Appellant admits that the evidence is sufficient to show it knew or should have known that the land belonged to appellee and if she had not waived same was entitled to the landlord’s lien on the net proceeds in its hands for the balance due her, so it is unnecsary to set out the evidence pro and eon on that issue.

There was no written or oral waiver of rents by appellee to appellant. She knew that Wall was ginning with appellant and selling it there. She admitted that she allowed Wall to gin where he pleased and to sell the cotton to whom he pleased and pay her the rent out of the proceeds.

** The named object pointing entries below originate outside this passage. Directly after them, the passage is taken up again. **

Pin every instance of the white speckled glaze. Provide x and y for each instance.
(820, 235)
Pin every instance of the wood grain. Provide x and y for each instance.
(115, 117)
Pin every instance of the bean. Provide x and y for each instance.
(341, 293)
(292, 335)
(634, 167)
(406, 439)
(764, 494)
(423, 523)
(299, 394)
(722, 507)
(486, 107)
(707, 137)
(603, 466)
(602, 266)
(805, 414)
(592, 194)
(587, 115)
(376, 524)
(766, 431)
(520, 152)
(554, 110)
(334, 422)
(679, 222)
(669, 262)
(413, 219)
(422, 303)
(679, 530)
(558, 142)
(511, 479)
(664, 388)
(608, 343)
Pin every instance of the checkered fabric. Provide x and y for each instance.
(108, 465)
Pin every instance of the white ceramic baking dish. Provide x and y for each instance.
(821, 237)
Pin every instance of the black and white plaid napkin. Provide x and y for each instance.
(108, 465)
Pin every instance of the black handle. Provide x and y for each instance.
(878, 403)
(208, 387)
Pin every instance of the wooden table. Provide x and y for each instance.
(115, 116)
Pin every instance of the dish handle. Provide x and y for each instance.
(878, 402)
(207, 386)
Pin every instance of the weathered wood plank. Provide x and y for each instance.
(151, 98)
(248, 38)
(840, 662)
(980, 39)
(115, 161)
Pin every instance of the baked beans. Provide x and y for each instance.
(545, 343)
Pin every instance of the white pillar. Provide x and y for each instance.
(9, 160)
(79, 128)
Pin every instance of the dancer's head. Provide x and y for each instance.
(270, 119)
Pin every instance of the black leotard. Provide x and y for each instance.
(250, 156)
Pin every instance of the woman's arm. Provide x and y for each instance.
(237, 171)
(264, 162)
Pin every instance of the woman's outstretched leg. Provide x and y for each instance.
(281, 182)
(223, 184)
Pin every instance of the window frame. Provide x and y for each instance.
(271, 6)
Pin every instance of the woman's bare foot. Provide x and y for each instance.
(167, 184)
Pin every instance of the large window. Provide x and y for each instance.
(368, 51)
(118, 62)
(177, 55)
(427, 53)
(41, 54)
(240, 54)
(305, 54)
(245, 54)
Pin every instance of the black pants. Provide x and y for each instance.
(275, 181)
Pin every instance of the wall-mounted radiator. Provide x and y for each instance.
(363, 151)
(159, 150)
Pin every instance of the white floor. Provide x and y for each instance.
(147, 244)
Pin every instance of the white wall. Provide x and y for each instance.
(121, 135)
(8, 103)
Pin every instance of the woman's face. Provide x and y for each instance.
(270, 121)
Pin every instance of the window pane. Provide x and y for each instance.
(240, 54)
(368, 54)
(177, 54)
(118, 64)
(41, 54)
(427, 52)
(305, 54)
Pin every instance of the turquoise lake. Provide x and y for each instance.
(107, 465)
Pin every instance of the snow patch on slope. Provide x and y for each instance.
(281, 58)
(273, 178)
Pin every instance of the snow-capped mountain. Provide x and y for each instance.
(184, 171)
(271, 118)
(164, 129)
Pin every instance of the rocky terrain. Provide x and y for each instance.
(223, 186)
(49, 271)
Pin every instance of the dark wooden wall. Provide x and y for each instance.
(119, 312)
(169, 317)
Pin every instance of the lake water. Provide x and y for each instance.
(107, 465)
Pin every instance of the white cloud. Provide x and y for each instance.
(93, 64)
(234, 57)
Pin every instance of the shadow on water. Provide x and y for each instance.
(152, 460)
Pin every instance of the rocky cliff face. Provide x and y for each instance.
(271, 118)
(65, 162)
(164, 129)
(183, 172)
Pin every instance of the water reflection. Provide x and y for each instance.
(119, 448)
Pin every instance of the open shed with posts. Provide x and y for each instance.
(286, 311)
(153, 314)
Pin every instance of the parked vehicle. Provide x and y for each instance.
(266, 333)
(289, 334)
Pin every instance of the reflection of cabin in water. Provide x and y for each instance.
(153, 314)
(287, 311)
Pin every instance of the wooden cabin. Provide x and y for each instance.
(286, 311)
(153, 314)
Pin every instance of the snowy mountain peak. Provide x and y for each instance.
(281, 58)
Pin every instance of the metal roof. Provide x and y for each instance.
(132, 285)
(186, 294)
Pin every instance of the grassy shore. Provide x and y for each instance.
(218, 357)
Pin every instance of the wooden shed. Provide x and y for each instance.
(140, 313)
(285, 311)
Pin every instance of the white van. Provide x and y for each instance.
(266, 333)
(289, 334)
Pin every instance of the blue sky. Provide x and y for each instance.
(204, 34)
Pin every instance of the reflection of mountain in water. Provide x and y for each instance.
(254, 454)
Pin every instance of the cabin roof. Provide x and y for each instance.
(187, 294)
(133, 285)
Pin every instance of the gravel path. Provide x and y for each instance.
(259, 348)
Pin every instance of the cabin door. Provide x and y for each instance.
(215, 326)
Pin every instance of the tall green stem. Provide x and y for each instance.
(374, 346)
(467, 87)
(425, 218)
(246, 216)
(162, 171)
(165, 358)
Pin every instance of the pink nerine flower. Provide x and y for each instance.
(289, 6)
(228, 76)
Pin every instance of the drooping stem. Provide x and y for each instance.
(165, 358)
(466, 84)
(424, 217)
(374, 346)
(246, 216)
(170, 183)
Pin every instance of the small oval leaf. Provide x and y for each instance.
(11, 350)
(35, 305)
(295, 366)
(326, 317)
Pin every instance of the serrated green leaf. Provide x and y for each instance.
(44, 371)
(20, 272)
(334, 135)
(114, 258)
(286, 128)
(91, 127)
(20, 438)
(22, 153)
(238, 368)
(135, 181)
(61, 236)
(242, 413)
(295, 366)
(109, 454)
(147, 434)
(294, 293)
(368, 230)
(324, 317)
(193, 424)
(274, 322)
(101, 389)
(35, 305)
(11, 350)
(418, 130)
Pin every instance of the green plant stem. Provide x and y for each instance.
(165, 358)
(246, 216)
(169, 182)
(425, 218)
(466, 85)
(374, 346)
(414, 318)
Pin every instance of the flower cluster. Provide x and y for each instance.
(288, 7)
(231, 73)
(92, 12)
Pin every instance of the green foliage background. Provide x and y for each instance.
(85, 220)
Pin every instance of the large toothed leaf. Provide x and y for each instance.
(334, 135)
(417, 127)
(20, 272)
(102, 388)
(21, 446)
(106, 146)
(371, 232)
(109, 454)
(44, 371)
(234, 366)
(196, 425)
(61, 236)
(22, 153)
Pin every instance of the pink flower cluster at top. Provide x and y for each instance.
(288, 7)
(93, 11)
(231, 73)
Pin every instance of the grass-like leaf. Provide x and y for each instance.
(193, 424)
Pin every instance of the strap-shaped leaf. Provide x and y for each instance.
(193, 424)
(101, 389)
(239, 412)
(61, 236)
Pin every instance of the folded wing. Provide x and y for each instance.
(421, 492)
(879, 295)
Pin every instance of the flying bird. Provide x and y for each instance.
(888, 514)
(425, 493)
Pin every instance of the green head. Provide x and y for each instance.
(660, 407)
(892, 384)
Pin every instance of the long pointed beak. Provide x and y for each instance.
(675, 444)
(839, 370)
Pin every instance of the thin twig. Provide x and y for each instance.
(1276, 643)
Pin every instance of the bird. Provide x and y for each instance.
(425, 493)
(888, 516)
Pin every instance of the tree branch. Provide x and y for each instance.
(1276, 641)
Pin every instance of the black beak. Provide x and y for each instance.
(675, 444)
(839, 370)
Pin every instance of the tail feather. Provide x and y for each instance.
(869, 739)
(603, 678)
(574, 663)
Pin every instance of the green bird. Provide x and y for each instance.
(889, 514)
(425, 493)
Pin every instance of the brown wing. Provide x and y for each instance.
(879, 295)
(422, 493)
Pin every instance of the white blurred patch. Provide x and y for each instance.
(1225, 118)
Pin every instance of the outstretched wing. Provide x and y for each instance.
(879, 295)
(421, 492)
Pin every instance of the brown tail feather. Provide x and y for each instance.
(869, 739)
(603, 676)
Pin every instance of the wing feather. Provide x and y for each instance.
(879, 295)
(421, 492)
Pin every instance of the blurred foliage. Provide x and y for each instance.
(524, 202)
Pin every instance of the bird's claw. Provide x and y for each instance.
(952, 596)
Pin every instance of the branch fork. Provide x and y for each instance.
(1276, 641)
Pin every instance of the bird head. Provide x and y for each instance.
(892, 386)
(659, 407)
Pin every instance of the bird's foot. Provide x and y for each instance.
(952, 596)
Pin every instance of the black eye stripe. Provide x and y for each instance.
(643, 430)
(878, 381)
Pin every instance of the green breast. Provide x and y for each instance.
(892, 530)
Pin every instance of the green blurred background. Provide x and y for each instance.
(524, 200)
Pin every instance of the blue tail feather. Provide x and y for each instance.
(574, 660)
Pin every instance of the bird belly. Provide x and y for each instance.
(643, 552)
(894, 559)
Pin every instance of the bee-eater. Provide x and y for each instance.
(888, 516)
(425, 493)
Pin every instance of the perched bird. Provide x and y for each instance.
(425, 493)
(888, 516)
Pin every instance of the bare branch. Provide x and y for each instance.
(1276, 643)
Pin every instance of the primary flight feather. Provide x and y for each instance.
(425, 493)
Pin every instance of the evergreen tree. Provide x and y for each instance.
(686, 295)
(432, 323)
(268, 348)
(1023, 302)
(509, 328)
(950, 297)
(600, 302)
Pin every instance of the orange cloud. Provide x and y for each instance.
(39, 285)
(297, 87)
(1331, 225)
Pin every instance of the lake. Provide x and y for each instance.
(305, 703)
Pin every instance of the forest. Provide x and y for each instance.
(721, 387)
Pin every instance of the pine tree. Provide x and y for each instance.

Appellant contends for a reversal of the decree because appellant testified that her tenants were free to take their cotton where they wanted to and to sell it to whomsoever they pleased. They argue that she waived her lien, by giving her .tenants the right to sell the cotton and they quoted the-following question and answer in support of the waiver of the lien:

“Q. Then you have always permitted your tenants to sell cotton without making you a party to the sale and then to pay you from the proceeds of the cotton?

“A. Yes.”

Its position is not sound for the reason that it was not a purchaser in the open market without any knowledge *567•of the landlord’s lien. In other words they were not bona fide purchasers and did not part with any money in payment of the cotton when they purchased it. They assisted Wall in converting the cotton by acting as his agent in placing the cotton in the government loan. The .proceeds from the government loan was not collected by Wall. Appellant retained the amount and still holds it and has never credited the amount on Wall’s account. We think the instant case is ruled by Fletcher v. Dunn, 188 Ark. 734, 67 S. W. 2d 579, in which this court said: “Mere knowledge that her tenant was being furnished supplies by another would not be sufficient to constitute a waiver of appellee’s lien. . . . Neither would the fact that appellee knew that appellants were receiving the cotton be a circumstance to estop her from asserting her lien. It was in evidence that the appellants knew that the tenant was farming appellee’s land, and she might well assume that they would not attempt to convert the proceeds of the crops to her prejudice, and her acquiescence in their conduct is not shown to have worked any harm to them or placed them in a situation less advantageous than they would have been had she objected to their handling the cotton.”

No error appearing, the decree is affirmed.